Beitrag Mo., 08.12.2014, 07:00

Hallo Leute,

bin echt froh dieses Forum gefunden zu haben, da mich bereits jetzt schon Ängste quälen, wenn ich an Weihnachten denke.:(

Kurz zu mir, ich bin 30, weiblich und komme aus einer sehr konservativen Großfamilie, in der ich als das schwarzes Schaf gelte. In meiner Familie geht alles sehr konform zu, sie wohnen alle auf dem Land, jeder hat brav sein Abi gemacht und dann einen gut bezahlten Job ergriffen, geheiratet und dann eine Familie gegründet. Alle sind sehr traditionsbewusst und gehen Sonntags in die Kirche. Die einzige, die aus der Reihe fällt, bin ich. Ich habe vor 7 Jahren, die Flucht ergriffen und bin nach Berlin gezogen, u.a. weil ich mich eher zu Frauen hingezogen fühle und das hätte ich auf dem Land viel schwerer ausleben können. Ich bin aber zur Zeit Single. Die meisten in meiner Familie wissen davon, doch darüber geredet wird nie, von meiner Seite auch nicht. Zudem habe ich aus persönlichen Gründen mein Studium geschmissen, war zeitweise arbeitslos und habe nun einen Job im Supermarkt. Mit anderen Worten bin ich all' das, was man in meiner Familie nicht zu sein hat.

Wenn ich auf Familientreffen bin, fühle ich mich beoabachtet, gemustert und ich rede mir ein, dass hinter meinem Rücken über mich getuschelt wird und ich bin auch ziemlich sicher, dass das der Fall ist. Ich merke sogar, dass es einigen schwerfällt auf mich zuzugehen und ein Gespräch mit mir zu beginnen, was früher nie so war. Mir geht es auf solchen Veranstaltungen ziemlich besch..., trotzdem versuche ich mich positiv darzustellen. Ich betone, wie gut es mir geht und versuche zu zeigen, dass ich mein Leben im Griff habe. Oftmals weiß ich allerdings nicht, was ich sagen oder wie ich reagieren soll, wenn alle ihre "Erfolgsgeschichten" zum Besten geben. Dummerweise greife ich dann auch gerne zum "Auflockerer" Alkohol und damit ist es schon zu einigen Abstürzen auf solchen Feiern gekommen, wodurch sich mein Bild bei meinen Verwandten wohl nicht unbedingt gebessert hat. Ein Teufelskreis...
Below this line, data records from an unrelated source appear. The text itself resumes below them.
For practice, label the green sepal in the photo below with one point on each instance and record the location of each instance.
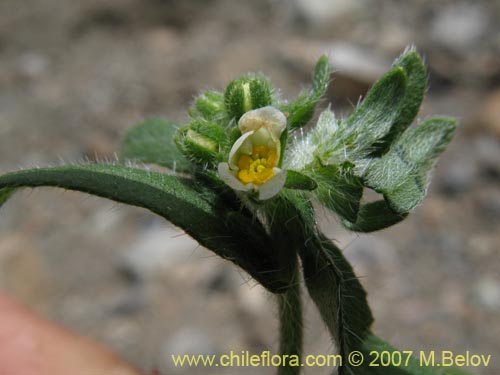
(202, 213)
(374, 216)
(211, 130)
(249, 92)
(208, 105)
(299, 181)
(152, 142)
(197, 147)
(301, 110)
(402, 175)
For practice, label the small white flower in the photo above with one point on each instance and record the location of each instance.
(254, 157)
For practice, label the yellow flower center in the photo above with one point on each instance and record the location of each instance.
(257, 168)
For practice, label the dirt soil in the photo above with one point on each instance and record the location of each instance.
(75, 75)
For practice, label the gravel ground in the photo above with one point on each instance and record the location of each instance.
(75, 75)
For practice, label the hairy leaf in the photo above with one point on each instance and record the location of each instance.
(338, 294)
(338, 189)
(299, 181)
(200, 212)
(402, 175)
(374, 117)
(152, 141)
(5, 194)
(374, 216)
Wesentlich schlimmer als die Feste selber, ist aber die Zeit davor. Es sind jetzt noch zwei Wochen bis Weihnachten (ich werde zu Hause erwartet) und ich habe jetzt schon Angst, die sich vor allem in Bauchkrämpfen und einer Art Schüttelfrost manifestiert. Mein Hirn spielt verrückt, d.h. Horrorszenarien spielen sich in meinem Kopf ab, wie ich mich blamieren, anderen ungewollt vor den Kopf stoßen, oder wie mich jemand als Versager vor versammelter Mannschaft bloßstellen könnte.

Ich weiß, dass ich langfristig an diesem Problem nur etwas ändern werde, indem ich an meinem Selbstwertgefühl arbeite, mein Leben in den Griff bekomme und evtl. auch therapeutische Hilfe in Anspruch nehme. Da es allerdings nur noch kurze Zeit bis Weihnachten ist, würde ich gerne wissen, ob Ihr mir Tipps geben könnt, was ich KURZFRISTIG tun kann, um dieser Angst Herr zu werden und wie ich mich Weihnachten zu Hause relaxed und wohl in meiner Haut fühlen kann.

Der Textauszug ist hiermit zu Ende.